If another measure of star power can be said to be warmth of reception, Obama might prevail in that category as well.

That restless gathering in Concord featured a number of unsolicited questions from the throng about Iraq.

Although roundly cheered when repeating her pledge to end the war in the first month of her presidency, there were reportedly several worthy citizens on hand to remind the junior senator from New York that she voted to authorize the original invasion.

When asked if she would call her vote a "mistake," Clinton deftly avoided answering, noting that President Bush was the one who had made a "mistake."

For his part, Obama — who has steadfastly opposed the war from the beginning — was interrupted with rousing chants of "Obama! Obama!

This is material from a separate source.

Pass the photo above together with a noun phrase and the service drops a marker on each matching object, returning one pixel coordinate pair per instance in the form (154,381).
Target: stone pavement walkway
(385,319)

Obama!"

Clinton found herself repeating her refrain: "Knowing what we know now, I would never have voted for it."

Obama, standing comfortably in the land of the great emancipator, Abraham Lincoln, was never on the defensive, able to maintain the high ground with such vignettes of rhetoric as:

"What's stopped us is the failure of leadership, the smallness of our politics — the ease with which we're distracted by the petty and trivial, our chronic avoidance of tough decisions, our preference for scoring cheap political points instead of rolling up our sleeves and building a working consensus to tackle big problems."

Obama, the only African-American in the Senate, has been perceived as a rising star in his party since the keynote speech he gave at the 2004 Democratic National Convention.

The trips to Berlin and Concord were Clinton's first visit to New Hampshire since 1996, when she campaigned for her husband.

In 1992, Bill Clinton placed second in New Hampshire's primary, calling himself "the comeback kid."

Whereas her husband faced nettlesome questions in that key primary state about his marital infidelities and failure to serve in the Vietnam era, Hillary Clinton confronts the specter of the unpopular Iraq war and her vote to sustain it -- which can't be taken back.